Choose a tag to compare

⭐️ Highlights

🔍 Smarter, Broader Retrieval with Multi-Query RAG

This release introduces three new components that significantly boost retrieval recall in RAG systems by expanding the user query and retrieving documents across multiple reformulations:

  • QueryExpander generates semantically similar variations of a user query to broaden search coverage.
  • MultiQueryTextRetriever runs multiple queries in parallel using a text-based retriever (e.g., BM25) and merges results by score.
  • MultiQueryEmbeddingRetriever performs the same multi-query retrieval flow using embeddings, enabling richer semantic recall.

Used together, these components create a multi-query retrieval pipeline that improves recall especially when queries are short or ambiguous.

🧪 Example: Expanding a Query and Retrieving More Relevant Documents

from haystack import Pipeline
from haystack.components.query import QueryExpander
from haystack.components.retrievers import InMemoryBM25Retriever
from haystack.components.retrievers import MultiQueryTextRetriever
from haystack.document_stores.in_memory import InMemoryDocumentStore
from haystack.components.writers import DocumentWriter
from haystack import Document
from haystack.document_stores.types import DuplicatePolicy

# Sample documents
docs = [
    Document(content="Renewable energy comes from natural sources like wind and sunlight."),
    Document(content="Geothermal energy is heat from beneath the Earth's surface."),
    Document(content="Hydropower generates electricity using flowing water."),
]

# Store documents
store = InMemoryDocumentStore()
writer = DocumentWriter(document_store=store, policy=DuplicatePolicy.SKIP)
writer.run(documents=docs)

# Components
expander = QueryExpander()
retriever = InMemoryBM25Retriever(document_store=store, top_k=1)
multi_retriever = MultiQueryTextRetriever(retriever=retriever)

# Expand and retrieve
expanded = expander.run(query="renewable energy")
results = multi_retriever.run(queries=expanded["queries"])

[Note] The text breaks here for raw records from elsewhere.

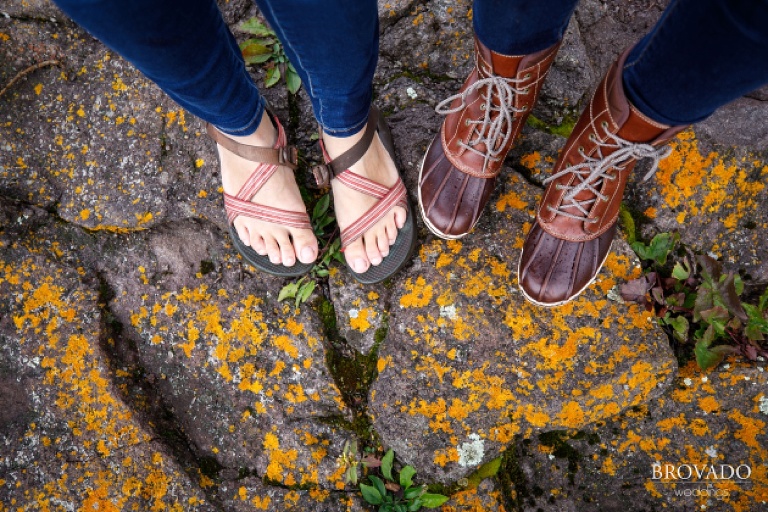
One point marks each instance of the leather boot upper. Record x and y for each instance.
(483, 119)
(576, 219)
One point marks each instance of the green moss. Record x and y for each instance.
(514, 483)
(209, 467)
(627, 223)
(557, 440)
(352, 372)
(563, 129)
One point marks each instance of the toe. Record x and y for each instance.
(305, 246)
(400, 216)
(390, 229)
(382, 242)
(273, 249)
(242, 232)
(371, 247)
(356, 257)
(259, 246)
(287, 254)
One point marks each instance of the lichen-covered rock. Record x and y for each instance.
(708, 419)
(243, 374)
(361, 311)
(250, 494)
(42, 10)
(715, 199)
(468, 363)
(85, 137)
(570, 79)
(69, 441)
(484, 497)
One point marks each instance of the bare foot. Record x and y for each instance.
(283, 244)
(376, 165)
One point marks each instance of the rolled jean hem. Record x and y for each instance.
(346, 132)
(251, 126)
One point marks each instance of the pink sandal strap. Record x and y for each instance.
(388, 199)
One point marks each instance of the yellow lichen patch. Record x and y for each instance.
(360, 320)
(419, 294)
(112, 463)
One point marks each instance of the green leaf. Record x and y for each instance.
(406, 476)
(680, 273)
(379, 484)
(386, 465)
(739, 284)
(321, 207)
(413, 492)
(763, 303)
(253, 51)
(351, 474)
(370, 494)
(256, 27)
(292, 80)
(679, 325)
(433, 500)
(659, 248)
(415, 505)
(730, 295)
(273, 76)
(305, 291)
(288, 291)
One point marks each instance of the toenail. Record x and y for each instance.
(359, 265)
(308, 254)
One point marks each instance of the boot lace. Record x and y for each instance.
(592, 171)
(495, 128)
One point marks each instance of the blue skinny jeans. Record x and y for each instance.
(701, 55)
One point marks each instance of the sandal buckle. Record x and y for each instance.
(288, 156)
(322, 176)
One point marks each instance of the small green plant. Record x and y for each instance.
(265, 48)
(398, 495)
(301, 289)
(697, 303)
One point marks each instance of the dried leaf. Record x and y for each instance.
(731, 298)
(635, 290)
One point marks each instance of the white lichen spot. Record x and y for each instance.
(471, 453)
(448, 312)
(763, 404)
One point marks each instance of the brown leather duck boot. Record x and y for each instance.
(459, 171)
(577, 217)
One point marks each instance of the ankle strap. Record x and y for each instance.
(286, 155)
(325, 172)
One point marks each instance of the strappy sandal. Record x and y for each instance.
(400, 252)
(240, 204)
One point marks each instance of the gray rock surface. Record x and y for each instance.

for doc in results["documents"]:
    print(doc.content)

This pipeline expands "renewable energy" into multiple related queries, retrieves documents for each in parallel, and returns a richer set of relevant results — demonstrating how multi-query retrieval improves recall with minimal effort.

⬆️ Upgrade Notes

  • Updated the default Azure OpenAI model from gpt-4o-mini to gpt-4.1-mini and the default API version from 2023-05-15 to 2024-12-01-preview for both AzureOpenAIGenerator and AzureOpenAIChatGenerator.
  • The default OpenAI model has been changed from gpt-4o-mini to gpt-5-mini for OpenAIChatGenerator and OpenAIGenerator. If you rely on the default model and need to continue using gpt-4o-mini, explicitly specify it when initializing these components: OpenAIChatGenerator(model="gpt-4o-mini").

🚀 New Features

  • Three new components added QueryExpander, MultiQueryEmbeddingRetriever, MultiQueryTextRetriever. When used together, they allow a query to be expanded and each expansion is used to retrieve a potentially different set of documents.

⚡️Enhancement Notes

  • Added a return_empty_on_no_match parameter (default True) to RegexTextExtractor.__init__(). When set to False, the component returns {"captured_text": ""} instead of {} when no regex match is found. Provides a consistent output structure for pipeline integration.
  • The FilterRetriever and AutoMergingRetriever components now support asynchronous execution.
  • Previously, when using tracing with objects like ByteStream and ImageContent, the payload sent to the tracing backend could become too large, hitting provider limits or causing performance degradation. We now replace these objects with string placeholders to avoid oversized payloads.
  • The default OpenAI model for OpenAIChatGenerator and OpenAIGenerator has been updated from gpt-4o-mini to gpt-5-mini.

🐛 Bug Fixes

  • Ensure request header keys are unique in link_content to prevent 400 Bad Request errors.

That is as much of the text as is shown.